「俺、だいたい名曲は上手い人が気持ちこめて歌えば全部良い曲になってると思うんだけど、ロックンロールは鳴りやまないっだけはオリジナルの神聖かまってちゃん以外が歌ったところでこう・・・良い曲だなあとはならないんだよね」

 

「BBクイーンズが歌ってもですか?」

 

「即論破すんなよ・・・」

 

 

そう言うと後輩の赤川くんはゲラゲラと笑いながら焼き鳥を食べた。

 

 

4月に入りまた後輩が新たに何人かできた。

 

赤川くんが一足先に1月から後輩となっていたが、まともに話すようになったのは最近だ。

 

「皆さんピリピリしてて、なかなか話掛けづらいんですよ。相談してもすぐ“誰の責任だ、誰の落ち度だ”ってなるから言えないし」

 

「まあ言えないよね。相談しないよ。でもそういう相談させにくい空気にしてる連中に限って、“なんで相談しないんだ!”とか平気で言うから。意地でも相談しといたほうがいいよ」

 

「みんな有馬さんみたいに話やすかったらいいんですけどね」

 

 

「そうかなあ」

 

 

上機嫌の赤川くんをヨソに、私はいまひとつそれを言われても喜べなかった。

 

 

私は叱れないのだ。

 

もっと言えば、誤りを「それは違うだろ」と正すことができないのだ。

 

それで嫌われたくないから。

 

 

後輩や部下に優しく"だけ“するのは最も簡単で、誰でもできる。

 

 

赤川くんはそこを心地よく思っているに過ぎないのだ。

 

 

思い返してみれば社会人3年目になり、初めて新入社員の一人の教育をすることになった。

 

学生時代の先輩後輩の関係とは違うと思っていたので、それなりに身構えてはいたが、その新入社員の岡本くんはとにかく良い子だった。

 

なんでも言うことを聞き、私に逆らうこともなく、とにかく従順であった。

 

また岡本くんは元体育会系で、身体も大きく、学生時代は明らかにヤンチャしてきたタイプだった。

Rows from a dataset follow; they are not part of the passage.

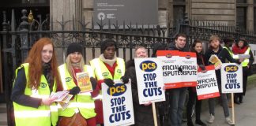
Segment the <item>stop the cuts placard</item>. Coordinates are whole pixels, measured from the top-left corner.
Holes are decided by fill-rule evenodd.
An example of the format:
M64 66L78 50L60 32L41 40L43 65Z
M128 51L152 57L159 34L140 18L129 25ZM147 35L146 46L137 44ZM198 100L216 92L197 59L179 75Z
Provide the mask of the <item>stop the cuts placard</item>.
M156 57L135 58L140 104L165 101L161 61Z
M131 125L134 124L130 81L122 84L115 80L115 86L102 84L104 125Z
M166 89L181 87L179 72L180 57L179 50L157 50L157 58L162 61L164 83Z
M222 93L243 92L243 67L235 63L224 63L221 65Z
M214 65L205 66L205 69L206 72L203 72L198 69L196 87L198 100L220 96Z

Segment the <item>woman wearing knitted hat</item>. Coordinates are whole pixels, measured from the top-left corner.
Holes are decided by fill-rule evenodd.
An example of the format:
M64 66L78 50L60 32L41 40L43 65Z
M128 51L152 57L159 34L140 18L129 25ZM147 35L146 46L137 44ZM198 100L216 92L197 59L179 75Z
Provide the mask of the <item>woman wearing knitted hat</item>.
M101 90L101 83L104 82L108 87L114 84L113 80L122 80L123 83L127 83L128 77L124 76L125 62L123 59L116 57L115 51L117 46L112 39L107 39L101 43L100 47L102 54L99 58L95 58L90 61L90 65L94 68L95 75L97 79L97 84ZM103 107L101 94L95 101L96 111L97 113L97 124L104 124Z
M69 45L66 51L66 62L58 67L64 91L70 91L73 98L70 101L66 109L59 109L59 126L88 125L96 126L96 120L93 97L99 94L93 69L85 65L82 46L78 43ZM90 76L93 91L81 92L77 86L77 73L86 72Z
M235 46L232 46L234 54L249 54L250 57L246 58L242 62L243 66L243 93L235 93L234 102L235 104L243 103L243 95L245 95L247 91L247 83L249 69L250 69L254 59L250 50L250 46L245 39L239 39Z

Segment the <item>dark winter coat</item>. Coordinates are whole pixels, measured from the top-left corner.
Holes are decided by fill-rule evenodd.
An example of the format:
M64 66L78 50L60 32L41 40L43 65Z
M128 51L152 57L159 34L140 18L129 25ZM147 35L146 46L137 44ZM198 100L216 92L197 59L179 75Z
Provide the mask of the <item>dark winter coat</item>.
M127 61L126 67L125 76L127 76L131 80L135 125L153 126L152 106L139 104L134 60Z

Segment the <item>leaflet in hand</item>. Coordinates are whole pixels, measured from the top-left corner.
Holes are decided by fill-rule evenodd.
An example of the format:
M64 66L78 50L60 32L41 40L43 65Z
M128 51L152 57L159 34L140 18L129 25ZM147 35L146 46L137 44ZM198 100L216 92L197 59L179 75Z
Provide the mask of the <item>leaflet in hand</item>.
M90 81L90 76L88 72L77 73L77 86L81 89L81 92L92 92L92 86Z
M55 102L62 102L65 103L68 103L70 100L71 99L73 95L69 94L69 91L58 91L55 93L51 93L51 98L56 98L55 100Z
M220 69L221 68L222 62L216 54L213 54L209 59L209 61L214 64L215 69Z

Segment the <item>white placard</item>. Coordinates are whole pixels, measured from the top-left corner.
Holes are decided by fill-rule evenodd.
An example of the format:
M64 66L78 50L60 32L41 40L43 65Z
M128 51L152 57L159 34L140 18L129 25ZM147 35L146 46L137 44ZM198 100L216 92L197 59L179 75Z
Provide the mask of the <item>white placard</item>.
M160 60L140 57L134 61L140 104L165 101Z
M130 81L122 84L121 80L115 80L115 83L112 87L102 83L104 125L134 124Z
M214 65L205 66L205 69L206 72L204 72L198 69L196 87L198 100L220 96Z
M224 63L221 66L222 93L243 92L243 67L235 63Z

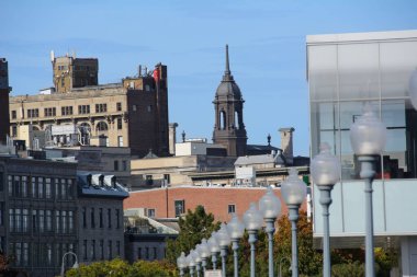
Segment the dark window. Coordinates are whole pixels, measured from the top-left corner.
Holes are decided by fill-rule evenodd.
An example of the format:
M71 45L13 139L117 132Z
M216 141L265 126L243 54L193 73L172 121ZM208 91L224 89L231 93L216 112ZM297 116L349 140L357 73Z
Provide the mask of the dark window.
M91 228L95 228L95 212L94 212L94 208L91 208Z
M95 104L95 113L108 112L108 104Z
M122 128L123 128L122 118L117 118L117 130L121 130Z
M103 208L99 209L99 224L100 228L103 228Z
M234 213L234 212L236 212L236 206L235 206L235 204L229 204L229 205L228 205L227 212L228 212L228 213Z
M173 205L176 209L176 217L179 217L185 212L185 200L176 200Z

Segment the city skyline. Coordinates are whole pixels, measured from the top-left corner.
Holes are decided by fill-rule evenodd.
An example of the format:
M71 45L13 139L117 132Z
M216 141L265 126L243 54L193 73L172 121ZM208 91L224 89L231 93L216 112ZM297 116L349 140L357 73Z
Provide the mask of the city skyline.
M169 120L189 138L211 140L228 44L248 143L267 143L271 134L280 147L278 129L294 127L294 154L308 155L305 36L417 26L413 1L159 3L3 1L0 56L9 61L11 95L53 85L50 50L99 58L99 83L160 61L168 66Z

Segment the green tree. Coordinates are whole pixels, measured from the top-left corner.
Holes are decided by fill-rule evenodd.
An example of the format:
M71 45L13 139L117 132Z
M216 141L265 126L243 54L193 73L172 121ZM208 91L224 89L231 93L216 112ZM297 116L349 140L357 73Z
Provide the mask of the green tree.
M212 213L206 213L203 206L198 206L194 211L188 210L184 218L179 219L180 233L176 240L167 241L167 259L170 264L177 264L177 257L181 252L188 253L201 242L208 239L213 231L219 229L221 223L214 221Z

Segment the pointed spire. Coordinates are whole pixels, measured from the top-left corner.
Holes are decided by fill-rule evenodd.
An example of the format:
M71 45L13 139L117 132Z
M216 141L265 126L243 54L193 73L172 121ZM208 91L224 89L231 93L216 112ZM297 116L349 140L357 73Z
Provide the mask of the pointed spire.
M226 70L225 70L225 74L226 76L230 74L230 67L228 64L228 45L227 44L226 44Z

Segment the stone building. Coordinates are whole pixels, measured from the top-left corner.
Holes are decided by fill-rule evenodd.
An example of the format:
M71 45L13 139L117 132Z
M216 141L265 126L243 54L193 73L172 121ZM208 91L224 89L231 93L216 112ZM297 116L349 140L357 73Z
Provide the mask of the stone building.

反面私は絵にかいたような文科系の陰キャであり、過去であれば岡本くんのようなタイプと仲良くなることはなかっただろう。

 

その岡本くんがなんでも言うことを聞くのだ。

 

 

私はそれが気持ちよくなってしまい、時にはあまりにも理不尽に岡本くんを叱り、岡本くんが絶対に嫌がる悪戯をし、プライベートでも色々な世話をさせてしまった。

 

岡本くんは私にとって虎の威よりも便利な、都合の良いアクセサリーでしかなかったのだと思う。

 

そして反抗してこない岡本くんに、何より私自身が甘えまくってしまっていた。

 

 

しばらく経ってから私は異動になり、岡本くんと道を分かつことになったが、そのうち連絡がとれなくなった。

 

後に人づてに、岡本くんが私を激しく嫌悪しているということを聞いた。

 

いまにして思い返せば嫌われて当り前の振る舞いだったが、何せ当時はそこに甘えてしまっていたので、その事実にまったく気づかなった。

 

 

以来後輩付き合いには本当に気をつけてきた。

 

時には教育した後輩が部下になることもあり、そういう人たちには自身のボーダーラインを意識しながら厳しいことを言ったりした。

 

だがただの後輩となると、その役割は私のものではない、少なくともその労力はこの安月給には含まれていないと考えている。

 

そのため、相手が嫌がることを言う必要もなく、ただ顔色だけ見ていれば良いので、楽なものだ。

 

 

 

『でもそれもできない子だってたくさんいるんだよ』

 

イースターは言う。

 

「優しくする必要なんかないんだよ。嫌なことを言わなければいいだけなんだ」

 

『難しいよそれは』

 

「極論、その後輩の言いなりになってればいいんだよ」

 

『それってプライドが許すもの?』

 

「・・・許さないね」

 

『ね。だから難しいんだよ』

 

 

なるほどなと思う。

 

だがそれでも反面、楽なもんだよとすら思う。

 

これがパーソナリティなことなのか、世間全体のことなのか。

 

 

私には判断つかない。

 

 

同時に、こういうところが、私が仕事ができない一因なのだとは思う。